The term itself may seem a bit intriguing... but is a very good concept and mortgage lenders are earning a lot of profits by investing this way. It is very important to understand what mortgage based securities mean. Mortgage based securities mean a secured interest and principal payments in a pool of mortgages. Let us elaborate this further for better understanding. A financial institution or a bank sanctions a mortgage loan to either finance or refinance the purchase of a home or any other property. The mortgage loans have varying terms and the balance is gradually reduced during the life of the loan until the total amount is paid. The repayment of the loan is done in installments which includes the principal and interest.
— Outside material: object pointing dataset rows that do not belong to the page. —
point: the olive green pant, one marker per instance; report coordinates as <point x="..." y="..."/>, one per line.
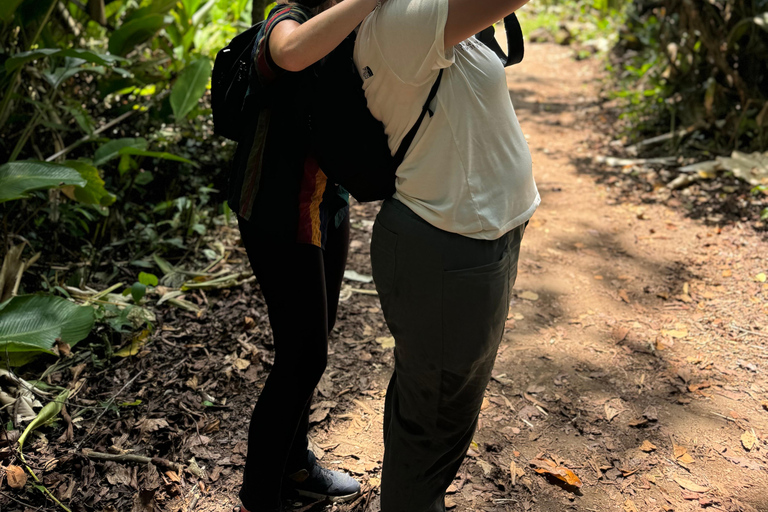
<point x="445" y="299"/>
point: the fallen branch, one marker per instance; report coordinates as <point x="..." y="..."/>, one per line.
<point x="132" y="458"/>
<point x="106" y="408"/>
<point x="683" y="132"/>
<point x="612" y="161"/>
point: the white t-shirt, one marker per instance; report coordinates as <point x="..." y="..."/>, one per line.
<point x="468" y="171"/>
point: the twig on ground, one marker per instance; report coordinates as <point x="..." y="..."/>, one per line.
<point x="761" y="334"/>
<point x="106" y="408"/>
<point x="132" y="457"/>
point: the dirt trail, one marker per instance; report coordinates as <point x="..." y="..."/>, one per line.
<point x="631" y="323"/>
<point x="635" y="356"/>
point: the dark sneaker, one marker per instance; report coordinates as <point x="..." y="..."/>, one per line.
<point x="320" y="483"/>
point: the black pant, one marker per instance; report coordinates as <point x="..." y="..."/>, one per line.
<point x="301" y="285"/>
<point x="445" y="298"/>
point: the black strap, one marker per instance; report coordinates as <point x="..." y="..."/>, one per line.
<point x="408" y="139"/>
<point x="515" y="44"/>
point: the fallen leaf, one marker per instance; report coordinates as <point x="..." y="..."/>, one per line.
<point x="675" y="333"/>
<point x="17" y="477"/>
<point x="691" y="486"/>
<point x="486" y="467"/>
<point x="619" y="334"/>
<point x="629" y="506"/>
<point x="699" y="385"/>
<point x="610" y="412"/>
<point x="354" y="276"/>
<point x="547" y="467"/>
<point x="241" y="364"/>
<point x="749" y="440"/>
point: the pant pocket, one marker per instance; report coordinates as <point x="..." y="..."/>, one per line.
<point x="474" y="310"/>
<point x="383" y="258"/>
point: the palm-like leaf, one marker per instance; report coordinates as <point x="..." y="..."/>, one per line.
<point x="17" y="179"/>
<point x="31" y="324"/>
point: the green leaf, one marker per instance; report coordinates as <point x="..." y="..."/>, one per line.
<point x="46" y="414"/>
<point x="22" y="58"/>
<point x="30" y="325"/>
<point x="111" y="149"/>
<point x="8" y="8"/>
<point x="136" y="32"/>
<point x="156" y="7"/>
<point x="155" y="154"/>
<point x="93" y="192"/>
<point x="190" y="87"/>
<point x="147" y="279"/>
<point x="18" y="179"/>
<point x="138" y="290"/>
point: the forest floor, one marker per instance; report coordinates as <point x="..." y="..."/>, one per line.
<point x="635" y="356"/>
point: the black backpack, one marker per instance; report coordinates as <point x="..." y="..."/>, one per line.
<point x="349" y="143"/>
<point x="229" y="84"/>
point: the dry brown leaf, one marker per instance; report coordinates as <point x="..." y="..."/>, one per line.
<point x="699" y="385"/>
<point x="17" y="477"/>
<point x="679" y="451"/>
<point x="610" y="412"/>
<point x="629" y="506"/>
<point x="619" y="334"/>
<point x="749" y="440"/>
<point x="691" y="486"/>
<point x="547" y="467"/>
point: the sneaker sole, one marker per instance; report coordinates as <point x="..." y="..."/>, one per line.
<point x="332" y="499"/>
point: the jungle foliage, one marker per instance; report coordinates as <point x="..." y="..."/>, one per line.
<point x="696" y="63"/>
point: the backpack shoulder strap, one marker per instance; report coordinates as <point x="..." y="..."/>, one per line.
<point x="515" y="43"/>
<point x="408" y="139"/>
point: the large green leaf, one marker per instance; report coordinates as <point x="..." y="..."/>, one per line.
<point x="31" y="324"/>
<point x="74" y="53"/>
<point x="93" y="192"/>
<point x="111" y="149"/>
<point x="190" y="87"/>
<point x="18" y="179"/>
<point x="155" y="154"/>
<point x="135" y="32"/>
<point x="156" y="7"/>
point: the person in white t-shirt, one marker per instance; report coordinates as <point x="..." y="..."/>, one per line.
<point x="445" y="247"/>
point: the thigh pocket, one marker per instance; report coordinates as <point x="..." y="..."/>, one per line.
<point x="475" y="304"/>
<point x="383" y="258"/>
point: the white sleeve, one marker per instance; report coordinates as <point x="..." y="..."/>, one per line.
<point x="410" y="35"/>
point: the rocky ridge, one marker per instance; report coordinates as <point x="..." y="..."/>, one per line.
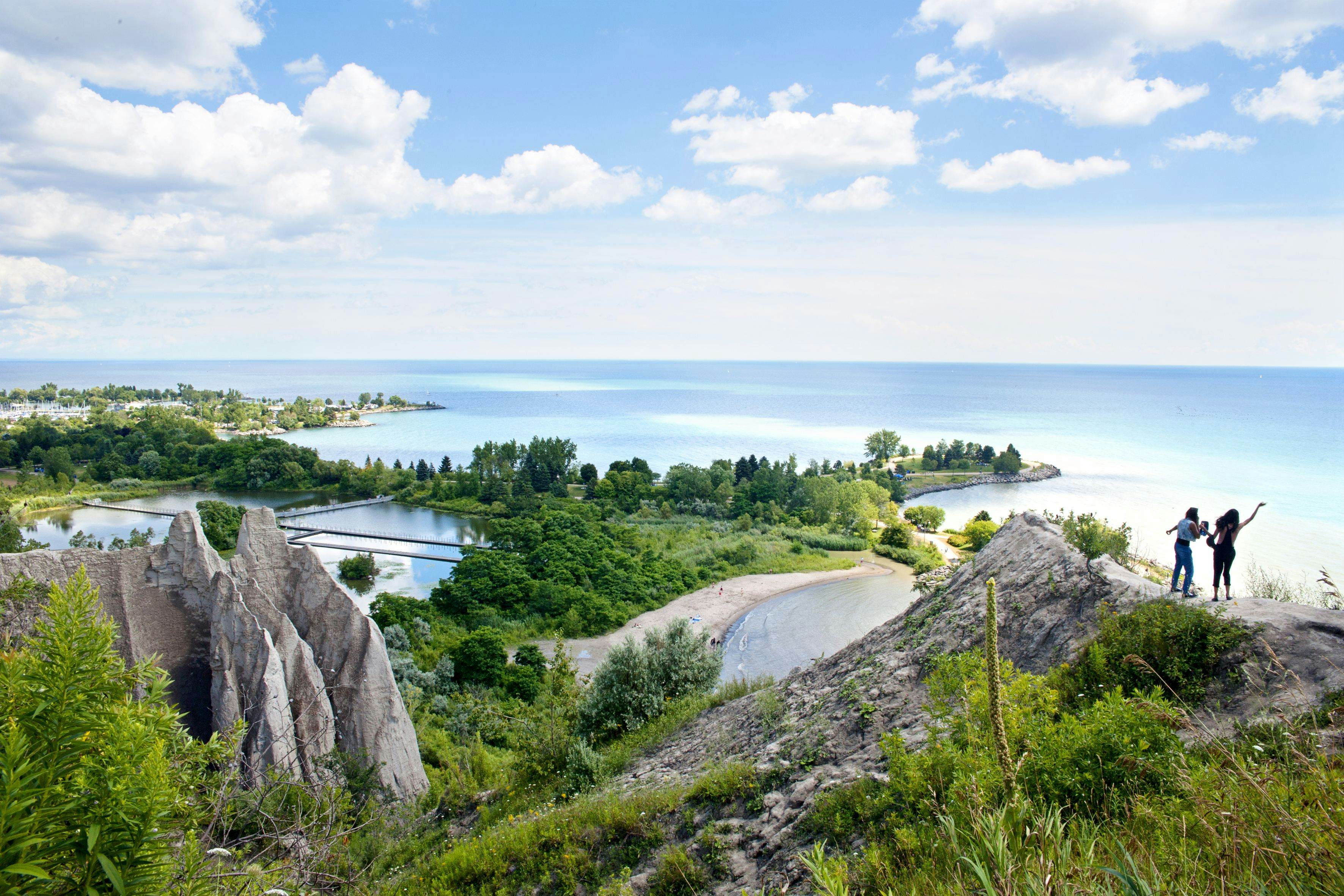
<point x="835" y="711"/>
<point x="268" y="638"/>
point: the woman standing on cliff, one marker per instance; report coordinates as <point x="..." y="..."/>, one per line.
<point x="1187" y="531"/>
<point x="1226" y="530"/>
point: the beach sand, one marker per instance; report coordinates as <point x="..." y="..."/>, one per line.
<point x="717" y="613"/>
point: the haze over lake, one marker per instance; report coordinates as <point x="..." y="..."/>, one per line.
<point x="1136" y="444"/>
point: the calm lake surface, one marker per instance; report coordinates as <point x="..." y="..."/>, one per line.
<point x="1136" y="445"/>
<point x="800" y="626"/>
<point x="405" y="575"/>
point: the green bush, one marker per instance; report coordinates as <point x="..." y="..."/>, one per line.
<point x="632" y="684"/>
<point x="1181" y="645"/>
<point x="480" y="659"/>
<point x="926" y="516"/>
<point x="359" y="567"/>
<point x="1094" y="536"/>
<point x="979" y="533"/>
<point x="678" y="874"/>
<point x="520" y="683"/>
<point x="725" y="784"/>
<point x="827" y="541"/>
<point x="897" y="535"/>
<point x="923" y="558"/>
<point x="93" y="778"/>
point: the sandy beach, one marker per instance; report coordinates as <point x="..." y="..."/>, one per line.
<point x="717" y="612"/>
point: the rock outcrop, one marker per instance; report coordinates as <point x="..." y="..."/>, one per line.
<point x="1049" y="605"/>
<point x="268" y="638"/>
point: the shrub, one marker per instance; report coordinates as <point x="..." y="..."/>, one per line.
<point x="926" y="516"/>
<point x="678" y="875"/>
<point x="358" y="567"/>
<point x="979" y="533"/>
<point x="1182" y="644"/>
<point x="923" y="558"/>
<point x="632" y="684"/>
<point x="725" y="784"/>
<point x="221" y="522"/>
<point x="827" y="541"/>
<point x="93" y="778"/>
<point x="897" y="535"/>
<point x="520" y="683"/>
<point x="529" y="655"/>
<point x="480" y="659"/>
<point x="1094" y="536"/>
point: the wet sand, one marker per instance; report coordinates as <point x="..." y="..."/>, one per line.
<point x="717" y="612"/>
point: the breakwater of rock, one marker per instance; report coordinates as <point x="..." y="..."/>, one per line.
<point x="1035" y="475"/>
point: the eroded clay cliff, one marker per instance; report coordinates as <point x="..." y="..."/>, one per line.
<point x="268" y="638"/>
<point x="832" y="714"/>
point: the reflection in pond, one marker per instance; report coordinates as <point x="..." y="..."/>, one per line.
<point x="404" y="575"/>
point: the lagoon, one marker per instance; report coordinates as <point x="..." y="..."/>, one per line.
<point x="1136" y="444"/>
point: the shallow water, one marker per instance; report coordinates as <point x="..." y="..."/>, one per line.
<point x="1136" y="444"/>
<point x="800" y="626"/>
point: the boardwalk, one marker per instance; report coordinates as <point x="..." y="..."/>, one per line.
<point x="304" y="533"/>
<point x="389" y="551"/>
<point x="326" y="508"/>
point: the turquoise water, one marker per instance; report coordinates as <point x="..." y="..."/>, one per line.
<point x="1138" y="445"/>
<point x="404" y="575"/>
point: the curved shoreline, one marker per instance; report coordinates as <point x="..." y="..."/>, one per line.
<point x="1037" y="475"/>
<point x="717" y="613"/>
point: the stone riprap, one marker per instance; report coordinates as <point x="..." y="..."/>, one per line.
<point x="1035" y="475"/>
<point x="268" y="638"/>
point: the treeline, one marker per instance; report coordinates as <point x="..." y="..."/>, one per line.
<point x="964" y="456"/>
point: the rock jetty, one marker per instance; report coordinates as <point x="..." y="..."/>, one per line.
<point x="1035" y="475"/>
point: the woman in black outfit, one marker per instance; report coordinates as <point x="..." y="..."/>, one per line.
<point x="1223" y="541"/>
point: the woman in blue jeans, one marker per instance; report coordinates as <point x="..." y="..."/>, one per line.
<point x="1187" y="531"/>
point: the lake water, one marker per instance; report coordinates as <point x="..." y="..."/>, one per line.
<point x="800" y="626"/>
<point x="1136" y="445"/>
<point x="405" y="575"/>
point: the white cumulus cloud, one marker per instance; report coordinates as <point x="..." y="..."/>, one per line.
<point x="697" y="206"/>
<point x="865" y="194"/>
<point x="308" y="72"/>
<point x="1026" y="168"/>
<point x="1082" y="58"/>
<point x="770" y="151"/>
<point x="1212" y="140"/>
<point x="789" y="97"/>
<point x="714" y="99"/>
<point x="931" y="66"/>
<point x="541" y="181"/>
<point x="1297" y="96"/>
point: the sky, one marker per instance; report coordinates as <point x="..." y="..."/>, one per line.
<point x="965" y="181"/>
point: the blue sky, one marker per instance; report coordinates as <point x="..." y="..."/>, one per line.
<point x="1093" y="181"/>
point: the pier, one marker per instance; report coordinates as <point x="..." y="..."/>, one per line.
<point x="324" y="508"/>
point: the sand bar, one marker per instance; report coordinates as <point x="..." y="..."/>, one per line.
<point x="717" y="612"/>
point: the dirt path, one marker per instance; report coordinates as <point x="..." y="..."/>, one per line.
<point x="717" y="606"/>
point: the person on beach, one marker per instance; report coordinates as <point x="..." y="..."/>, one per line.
<point x="1187" y="533"/>
<point x="1226" y="530"/>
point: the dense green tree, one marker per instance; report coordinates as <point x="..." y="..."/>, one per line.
<point x="221" y="523"/>
<point x="882" y="445"/>
<point x="480" y="659"/>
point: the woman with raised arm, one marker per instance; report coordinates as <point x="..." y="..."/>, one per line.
<point x="1226" y="530"/>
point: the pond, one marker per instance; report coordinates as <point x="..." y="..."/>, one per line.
<point x="808" y="624"/>
<point x="413" y="577"/>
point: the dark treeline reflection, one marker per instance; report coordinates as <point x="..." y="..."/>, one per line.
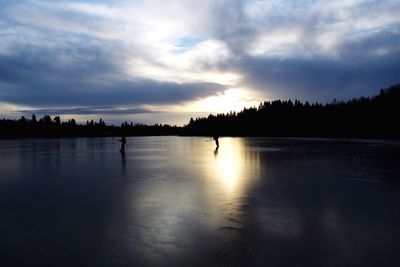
<point x="373" y="117"/>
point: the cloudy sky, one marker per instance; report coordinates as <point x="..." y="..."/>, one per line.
<point x="166" y="61"/>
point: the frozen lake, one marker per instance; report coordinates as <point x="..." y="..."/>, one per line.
<point x="176" y="201"/>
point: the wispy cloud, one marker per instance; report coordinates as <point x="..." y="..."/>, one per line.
<point x="129" y="54"/>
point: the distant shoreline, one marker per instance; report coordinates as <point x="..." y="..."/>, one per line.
<point x="362" y="118"/>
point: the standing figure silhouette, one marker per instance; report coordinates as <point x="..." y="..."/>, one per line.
<point x="123" y="142"/>
<point x="215" y="137"/>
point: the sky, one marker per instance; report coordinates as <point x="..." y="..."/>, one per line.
<point x="158" y="61"/>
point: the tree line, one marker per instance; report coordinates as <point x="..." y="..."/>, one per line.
<point x="47" y="127"/>
<point x="364" y="117"/>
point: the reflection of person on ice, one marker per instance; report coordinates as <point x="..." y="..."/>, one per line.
<point x="123" y="142"/>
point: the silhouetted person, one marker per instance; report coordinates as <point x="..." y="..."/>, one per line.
<point x="216" y="152"/>
<point x="123" y="142"/>
<point x="215" y="137"/>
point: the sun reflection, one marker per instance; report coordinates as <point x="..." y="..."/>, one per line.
<point x="232" y="168"/>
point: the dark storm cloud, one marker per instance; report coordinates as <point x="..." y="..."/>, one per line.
<point x="360" y="67"/>
<point x="84" y="77"/>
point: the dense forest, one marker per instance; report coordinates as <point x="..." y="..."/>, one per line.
<point x="375" y="117"/>
<point x="364" y="117"/>
<point x="48" y="127"/>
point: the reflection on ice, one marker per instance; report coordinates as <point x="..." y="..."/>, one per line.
<point x="177" y="201"/>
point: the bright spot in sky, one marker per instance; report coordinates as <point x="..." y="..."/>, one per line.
<point x="233" y="99"/>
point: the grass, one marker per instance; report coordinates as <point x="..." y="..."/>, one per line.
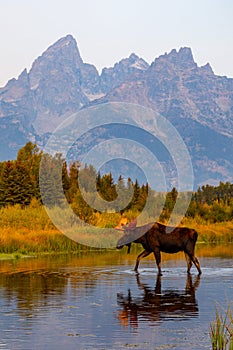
<point x="220" y="232"/>
<point x="221" y="330"/>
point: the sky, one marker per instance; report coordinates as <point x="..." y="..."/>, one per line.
<point x="108" y="30"/>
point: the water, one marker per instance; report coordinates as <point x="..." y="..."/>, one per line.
<point x="96" y="301"/>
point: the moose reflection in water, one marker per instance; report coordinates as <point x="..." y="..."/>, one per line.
<point x="156" y="305"/>
<point x="156" y="238"/>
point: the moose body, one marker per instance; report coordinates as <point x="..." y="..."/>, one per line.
<point x="160" y="238"/>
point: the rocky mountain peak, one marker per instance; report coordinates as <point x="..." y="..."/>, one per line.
<point x="181" y="59"/>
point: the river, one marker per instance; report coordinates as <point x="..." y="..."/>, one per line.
<point x="95" y="301"/>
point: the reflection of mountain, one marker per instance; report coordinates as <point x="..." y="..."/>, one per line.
<point x="156" y="305"/>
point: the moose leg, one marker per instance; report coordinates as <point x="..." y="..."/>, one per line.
<point x="158" y="261"/>
<point x="140" y="256"/>
<point x="189" y="262"/>
<point x="197" y="264"/>
<point x="192" y="258"/>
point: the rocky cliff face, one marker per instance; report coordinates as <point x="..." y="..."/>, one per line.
<point x="59" y="83"/>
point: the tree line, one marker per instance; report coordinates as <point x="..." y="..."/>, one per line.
<point x="19" y="184"/>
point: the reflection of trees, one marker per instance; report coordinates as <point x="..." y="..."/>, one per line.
<point x="32" y="293"/>
<point x="156" y="305"/>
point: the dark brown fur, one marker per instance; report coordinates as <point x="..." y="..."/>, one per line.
<point x="157" y="240"/>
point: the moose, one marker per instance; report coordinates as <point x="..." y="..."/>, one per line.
<point x="156" y="238"/>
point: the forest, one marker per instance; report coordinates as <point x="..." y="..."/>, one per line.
<point x="19" y="185"/>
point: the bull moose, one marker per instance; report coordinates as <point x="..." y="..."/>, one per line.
<point x="156" y="238"/>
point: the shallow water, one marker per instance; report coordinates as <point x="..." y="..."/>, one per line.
<point x="96" y="301"/>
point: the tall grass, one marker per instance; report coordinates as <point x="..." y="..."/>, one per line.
<point x="30" y="230"/>
<point x="221" y="330"/>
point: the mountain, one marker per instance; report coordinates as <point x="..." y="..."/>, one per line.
<point x="195" y="100"/>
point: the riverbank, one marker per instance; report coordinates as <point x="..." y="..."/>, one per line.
<point x="30" y="232"/>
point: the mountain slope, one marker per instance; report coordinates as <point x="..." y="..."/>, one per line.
<point x="197" y="102"/>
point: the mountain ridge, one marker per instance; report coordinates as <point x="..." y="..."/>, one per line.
<point x="59" y="83"/>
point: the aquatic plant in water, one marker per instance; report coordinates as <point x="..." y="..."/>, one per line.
<point x="221" y="330"/>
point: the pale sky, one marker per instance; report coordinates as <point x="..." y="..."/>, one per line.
<point x="109" y="30"/>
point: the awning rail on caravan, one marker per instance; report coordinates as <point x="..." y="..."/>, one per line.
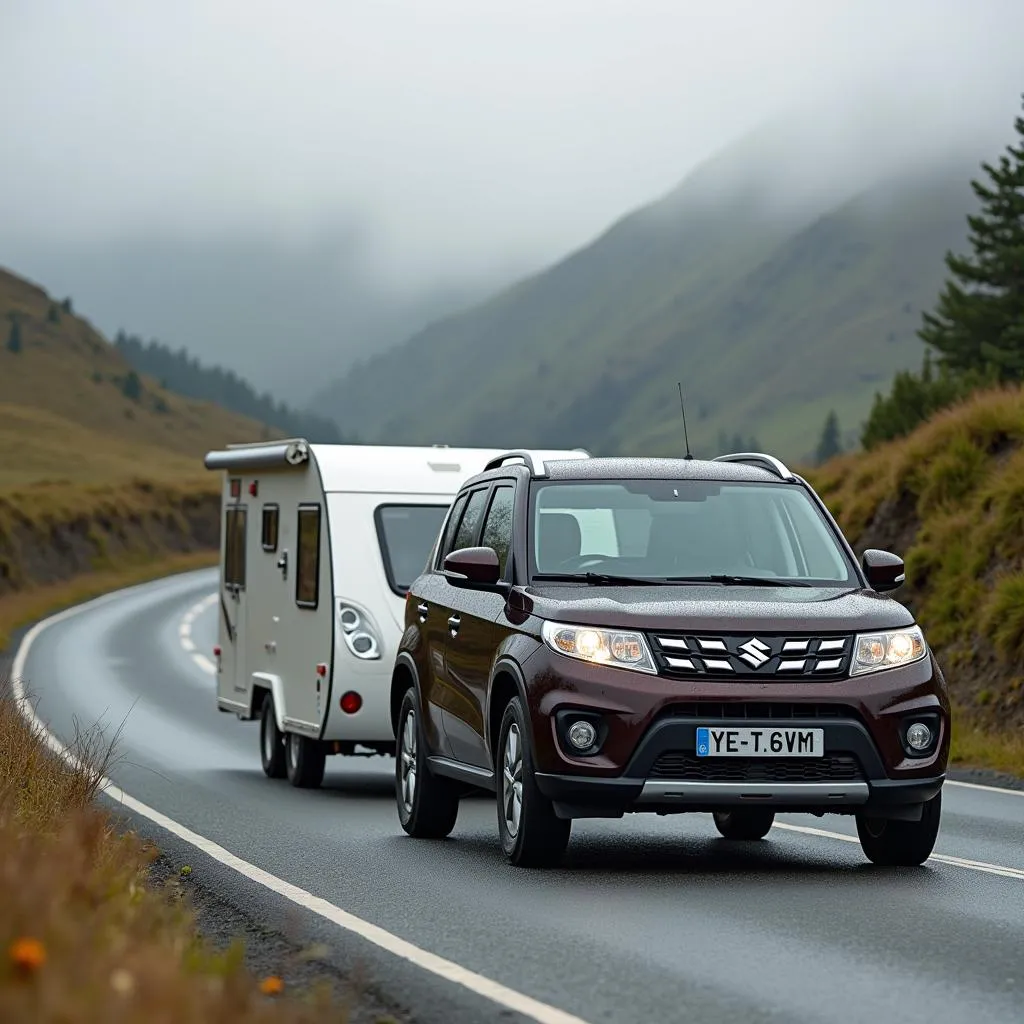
<point x="292" y="452"/>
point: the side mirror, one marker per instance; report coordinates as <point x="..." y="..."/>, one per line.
<point x="472" y="567"/>
<point x="884" y="569"/>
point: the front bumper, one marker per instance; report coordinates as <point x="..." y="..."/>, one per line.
<point x="640" y="787"/>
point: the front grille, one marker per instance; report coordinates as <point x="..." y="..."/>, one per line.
<point x="743" y="655"/>
<point x="680" y="767"/>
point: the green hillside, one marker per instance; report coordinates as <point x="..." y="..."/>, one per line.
<point x="769" y="315"/>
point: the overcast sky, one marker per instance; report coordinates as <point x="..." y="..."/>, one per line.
<point x="464" y="133"/>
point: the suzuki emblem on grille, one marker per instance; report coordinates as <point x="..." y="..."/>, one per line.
<point x="755" y="652"/>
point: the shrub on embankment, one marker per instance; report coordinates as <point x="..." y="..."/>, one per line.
<point x="84" y="936"/>
<point x="949" y="498"/>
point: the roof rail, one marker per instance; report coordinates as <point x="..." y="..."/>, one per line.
<point x="768" y="462"/>
<point x="502" y="459"/>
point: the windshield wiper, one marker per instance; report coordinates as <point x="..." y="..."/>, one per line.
<point x="732" y="581"/>
<point x="600" y="579"/>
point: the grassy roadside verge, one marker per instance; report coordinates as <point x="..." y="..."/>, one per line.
<point x="84" y="935"/>
<point x="975" y="744"/>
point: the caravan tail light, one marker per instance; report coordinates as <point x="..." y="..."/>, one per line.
<point x="350" y="702"/>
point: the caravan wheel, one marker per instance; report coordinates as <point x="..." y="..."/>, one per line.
<point x="271" y="741"/>
<point x="304" y="761"/>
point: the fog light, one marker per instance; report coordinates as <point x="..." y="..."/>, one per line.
<point x="919" y="736"/>
<point x="582" y="734"/>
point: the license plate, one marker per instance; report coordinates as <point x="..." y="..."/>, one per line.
<point x="719" y="742"/>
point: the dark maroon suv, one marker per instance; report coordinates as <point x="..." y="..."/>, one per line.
<point x="598" y="636"/>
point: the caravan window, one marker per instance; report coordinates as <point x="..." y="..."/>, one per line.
<point x="307" y="558"/>
<point x="270" y="520"/>
<point x="407" y="535"/>
<point x="235" y="548"/>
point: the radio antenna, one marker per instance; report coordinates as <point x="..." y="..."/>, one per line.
<point x="682" y="409"/>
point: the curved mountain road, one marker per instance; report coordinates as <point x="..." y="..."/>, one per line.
<point x="651" y="918"/>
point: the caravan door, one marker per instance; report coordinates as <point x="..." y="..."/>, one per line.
<point x="232" y="683"/>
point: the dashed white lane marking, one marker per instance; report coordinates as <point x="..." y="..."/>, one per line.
<point x="476" y="983"/>
<point x="986" y="788"/>
<point x="944" y="858"/>
<point x="184" y="634"/>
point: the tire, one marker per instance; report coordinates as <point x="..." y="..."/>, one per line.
<point x="531" y="835"/>
<point x="904" y="844"/>
<point x="744" y="822"/>
<point x="304" y="761"/>
<point x="428" y="804"/>
<point x="271" y="741"/>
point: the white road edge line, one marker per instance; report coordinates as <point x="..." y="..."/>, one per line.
<point x="507" y="997"/>
<point x="184" y="634"/>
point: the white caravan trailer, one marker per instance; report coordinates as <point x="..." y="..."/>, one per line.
<point x="318" y="545"/>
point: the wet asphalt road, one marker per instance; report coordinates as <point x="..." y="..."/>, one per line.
<point x="651" y="918"/>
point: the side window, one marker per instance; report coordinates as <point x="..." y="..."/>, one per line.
<point x="307" y="557"/>
<point x="235" y="548"/>
<point x="498" y="525"/>
<point x="270" y="521"/>
<point x="466" y="534"/>
<point x="450" y="527"/>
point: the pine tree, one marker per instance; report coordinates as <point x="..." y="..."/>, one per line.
<point x="979" y="321"/>
<point x="830" y="443"/>
<point x="132" y="386"/>
<point x="14" y="337"/>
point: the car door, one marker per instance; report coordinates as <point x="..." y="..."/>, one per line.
<point x="474" y="634"/>
<point x="432" y="610"/>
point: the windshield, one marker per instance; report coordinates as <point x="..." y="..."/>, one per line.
<point x="407" y="535"/>
<point x="659" y="529"/>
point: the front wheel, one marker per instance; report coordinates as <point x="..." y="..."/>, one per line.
<point x="532" y="836"/>
<point x="305" y="760"/>
<point x="744" y="822"/>
<point x="904" y="844"/>
<point x="428" y="804"/>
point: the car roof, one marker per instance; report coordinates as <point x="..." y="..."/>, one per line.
<point x="629" y="468"/>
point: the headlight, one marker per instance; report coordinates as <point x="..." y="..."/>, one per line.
<point x="623" y="648"/>
<point x="875" y="651"/>
<point x="360" y="637"/>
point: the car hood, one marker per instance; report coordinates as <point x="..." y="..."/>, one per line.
<point x="707" y="607"/>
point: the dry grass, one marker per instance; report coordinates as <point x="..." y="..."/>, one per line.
<point x="64" y="413"/>
<point x="979" y="745"/>
<point x="83" y="937"/>
<point x="950" y="499"/>
<point x="20" y="607"/>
Now since these mortgage loans take a very long time to be repaid the lenders, in order to replenish their funds sell groups of mortgages into the secondary mortgage market to those who issue mortgage backed securities. This is a guarantee for timely payment of principal and interest.

Mortgage backed securities come in a wide variety of structures, the most basic type being pass through participation certificates. These entitle the holder to receive a proportionate share of all principal and interest payments that are made on the pool of loan assets.

Some MBS may be more complicated known as collaterized mortgage obligations or mortgage derivatives which are so designed that they protect or expose investors to various types of risks, a very prominent risk being prepayments. Mortgage backed securities are a great option for lenders as they secure themselves in terms of repayment.